He would fool them. He would ride the filly to-night!
He went to the shed, slipped his legs into the worn leather chaps, took saddle, bridle, blanket and rope and returned to the corral.
Stepping inside he closed the gate behind him.
Captain Jack came to him and nosed at his shoulder.
"No, Little Man," the Ramblin' Kid said gently, "this ain't your turn.
You can go with us though, if you want to!" he laughed.
The Gold Dust maverick stood, half-afraid, at the other side of the corral. She had not yet wholly conquered her dread of him. She did not, however, offer to fight as she had done that morning when Skinny entered the enclosure.
The Ramblin' Kid spoke to the filly and, as she began to move shyly away, with one toss threw the loop over her head. The instant the mare felt the rope she stopped and stood trembling a moment, then came straight up to him. She was "rope-wise." The experience at the North Springs the night he caught her, and when she had, three separate times, been cruelly thrown by this same rope; had taught the Gold Dust maverick the power that lay in those pliant strands.
She flinched from the touch of the blanket. The Ramblin' Kid worked easily, carefully, but in absolute confidence, with her. As he cautiously saddled the mare he talked in a low, drawling monotone, uttering endearing phrases and occasionally slipping a lump of sugar—a supply of which he had got that night from the kitchen—into her mouth. She ate it ravenously.

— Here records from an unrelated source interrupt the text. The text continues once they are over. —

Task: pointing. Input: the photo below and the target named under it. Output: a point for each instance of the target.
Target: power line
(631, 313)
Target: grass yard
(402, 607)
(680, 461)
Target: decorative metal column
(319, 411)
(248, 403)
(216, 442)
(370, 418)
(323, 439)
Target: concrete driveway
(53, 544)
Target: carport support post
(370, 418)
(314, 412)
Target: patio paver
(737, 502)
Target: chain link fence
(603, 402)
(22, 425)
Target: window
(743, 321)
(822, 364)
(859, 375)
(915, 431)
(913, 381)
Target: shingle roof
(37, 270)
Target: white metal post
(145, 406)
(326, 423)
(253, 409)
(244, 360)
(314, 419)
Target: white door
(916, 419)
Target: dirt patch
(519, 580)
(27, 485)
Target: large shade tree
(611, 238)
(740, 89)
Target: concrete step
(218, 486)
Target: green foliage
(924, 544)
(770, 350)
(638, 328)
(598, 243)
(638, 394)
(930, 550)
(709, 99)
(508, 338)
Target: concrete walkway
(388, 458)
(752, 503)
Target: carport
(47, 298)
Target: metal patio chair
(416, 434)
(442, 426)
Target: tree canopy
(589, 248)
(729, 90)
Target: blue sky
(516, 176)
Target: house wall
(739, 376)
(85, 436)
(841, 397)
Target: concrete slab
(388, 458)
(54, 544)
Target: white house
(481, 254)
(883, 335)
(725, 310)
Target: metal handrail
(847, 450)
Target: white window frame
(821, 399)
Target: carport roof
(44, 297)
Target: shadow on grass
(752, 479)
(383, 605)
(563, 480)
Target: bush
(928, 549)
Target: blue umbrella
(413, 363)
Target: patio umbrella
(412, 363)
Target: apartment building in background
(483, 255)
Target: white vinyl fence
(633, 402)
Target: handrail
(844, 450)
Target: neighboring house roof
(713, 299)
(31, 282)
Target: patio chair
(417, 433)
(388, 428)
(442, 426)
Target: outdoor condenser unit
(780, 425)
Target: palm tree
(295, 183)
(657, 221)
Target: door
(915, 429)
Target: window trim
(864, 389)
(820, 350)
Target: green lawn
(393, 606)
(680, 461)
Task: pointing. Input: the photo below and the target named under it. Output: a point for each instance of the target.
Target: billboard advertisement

"Darn, Little One," he laughed, "you sure have got a sweet tooth—you gobble that sugar like an Indian squaw eatin' choc'late candy!"
At last the mare was saddled. Still holding to the rope, the Ramblin' Kid, without trying to get the filly to follow, moved over and opened the gate, giving it a push and swinging it wide. During the performance the Gold Dust maverick stood perfectly still, save for a constant chewing at the iron bit between her teeth.